This post originally appeared in French on the ONF.ca blog.
In my last post, I provide a summary of a master class on stereoscopy given by Marc Bertrand, producer at the NFB’s Animation and Youth Studio, during the Montreal International Children’s Film Festival (FIFEM).
At the end of his presentation, he was kind enough to take questions from the audience. Here is a brief recap.
Q: How can rapid camera movements be corrected?
A: By flattening the 3D image into a normal flat image. Nobody will notice. All you do is put both eyes at the same level and progressively bring back the 3D when the shot stabilizes.
Q: What percentage of stereoscopy should be used in a shot?

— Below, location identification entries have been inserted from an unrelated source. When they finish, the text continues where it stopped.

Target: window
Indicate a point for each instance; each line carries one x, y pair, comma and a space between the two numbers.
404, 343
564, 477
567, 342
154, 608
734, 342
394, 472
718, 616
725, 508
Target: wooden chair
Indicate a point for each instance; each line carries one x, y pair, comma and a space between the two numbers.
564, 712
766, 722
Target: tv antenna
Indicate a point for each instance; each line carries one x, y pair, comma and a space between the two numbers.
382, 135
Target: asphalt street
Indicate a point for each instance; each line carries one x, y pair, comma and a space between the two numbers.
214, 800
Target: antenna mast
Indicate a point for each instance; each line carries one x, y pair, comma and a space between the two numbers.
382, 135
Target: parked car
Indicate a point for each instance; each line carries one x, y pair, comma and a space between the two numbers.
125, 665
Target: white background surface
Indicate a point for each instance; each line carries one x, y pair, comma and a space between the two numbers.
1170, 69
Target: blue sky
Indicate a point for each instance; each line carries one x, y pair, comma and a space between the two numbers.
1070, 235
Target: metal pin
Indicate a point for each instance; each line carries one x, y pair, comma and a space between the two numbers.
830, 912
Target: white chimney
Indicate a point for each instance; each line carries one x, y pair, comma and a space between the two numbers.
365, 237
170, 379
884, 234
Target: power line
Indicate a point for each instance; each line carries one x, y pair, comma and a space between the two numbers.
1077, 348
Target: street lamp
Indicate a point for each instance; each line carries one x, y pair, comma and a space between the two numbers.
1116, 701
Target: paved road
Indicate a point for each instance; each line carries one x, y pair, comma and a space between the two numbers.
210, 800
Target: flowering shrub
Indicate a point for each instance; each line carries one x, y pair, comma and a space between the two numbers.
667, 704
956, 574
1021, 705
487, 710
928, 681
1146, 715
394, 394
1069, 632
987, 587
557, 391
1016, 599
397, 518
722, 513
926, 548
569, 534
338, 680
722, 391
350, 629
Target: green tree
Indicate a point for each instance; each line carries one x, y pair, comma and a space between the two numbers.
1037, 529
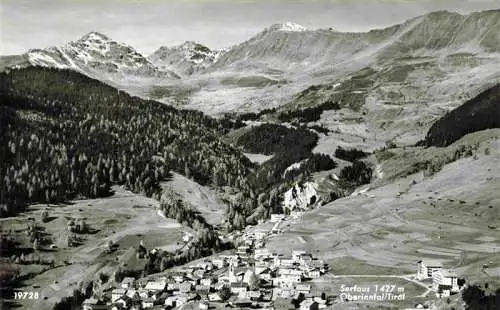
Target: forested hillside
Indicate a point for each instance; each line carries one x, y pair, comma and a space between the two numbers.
65, 135
479, 113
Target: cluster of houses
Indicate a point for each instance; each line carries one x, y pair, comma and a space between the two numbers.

A: The percentage can vary. The general rule is 6% in the foreground and 10% in the background. For Private Eyes, we pushed it up to 40%. In my opinion, a 6% to 10% stereo is drab, but it’s perfect for a feature film.
Q: What are the advantages/disadvantages of making a stereoscopy 3D fiction film?

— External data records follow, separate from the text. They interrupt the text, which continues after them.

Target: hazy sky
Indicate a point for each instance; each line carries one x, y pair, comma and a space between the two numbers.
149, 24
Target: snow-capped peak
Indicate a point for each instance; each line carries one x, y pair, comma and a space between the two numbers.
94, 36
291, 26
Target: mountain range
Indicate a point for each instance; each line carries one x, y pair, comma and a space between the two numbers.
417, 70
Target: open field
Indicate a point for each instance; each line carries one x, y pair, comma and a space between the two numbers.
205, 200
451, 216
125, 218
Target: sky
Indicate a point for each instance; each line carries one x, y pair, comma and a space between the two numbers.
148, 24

A: It takes four times longer to produce a 3D fiction film than a 3D animated film. The rendering is also three times as long. At least it was in 2006. Today, with a good team, good equipment and good preparation, it might be one and a half times longer.

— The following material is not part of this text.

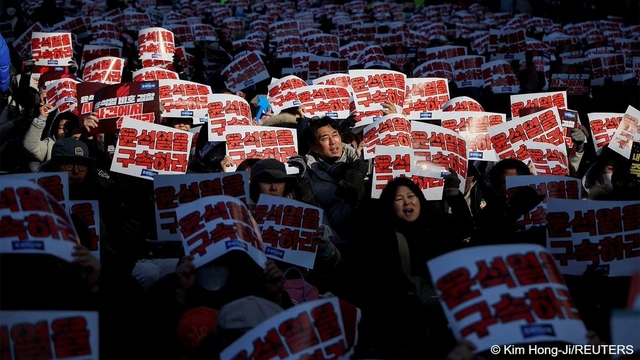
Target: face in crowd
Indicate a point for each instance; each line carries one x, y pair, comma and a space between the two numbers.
328, 144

It’s also much more expensive. 3D requires high quality resolution, so it takes more light and, again, more preparation time.
In addition, if you add special effects, you quadruple your post-production time. You’re not just dealing with X and Y, you also have to deal with Z. Everything is more complex.
Another consideration is that distribution opportunities are scarcer. Unless it’s a major American distributor, with theatres built especially for it, you may find it difficult to show your movie on a screen suitable for its format. Usually, the opposite happens. You have to adapt to a variety of viewing venues and their screens. Quality is lost in the adaptation process.
Basically, if 3D doesn’t enhance the storyline, don’t bother!
There are some advantages of course. One being that a film in 3D can’t be pirated.
Q: How important is sound with 3D?
A: Stereo sound is very important. It has to be surround sound and, most importantly, it has to be located at the centre of the room to give the effect that it’s in the middle of the action.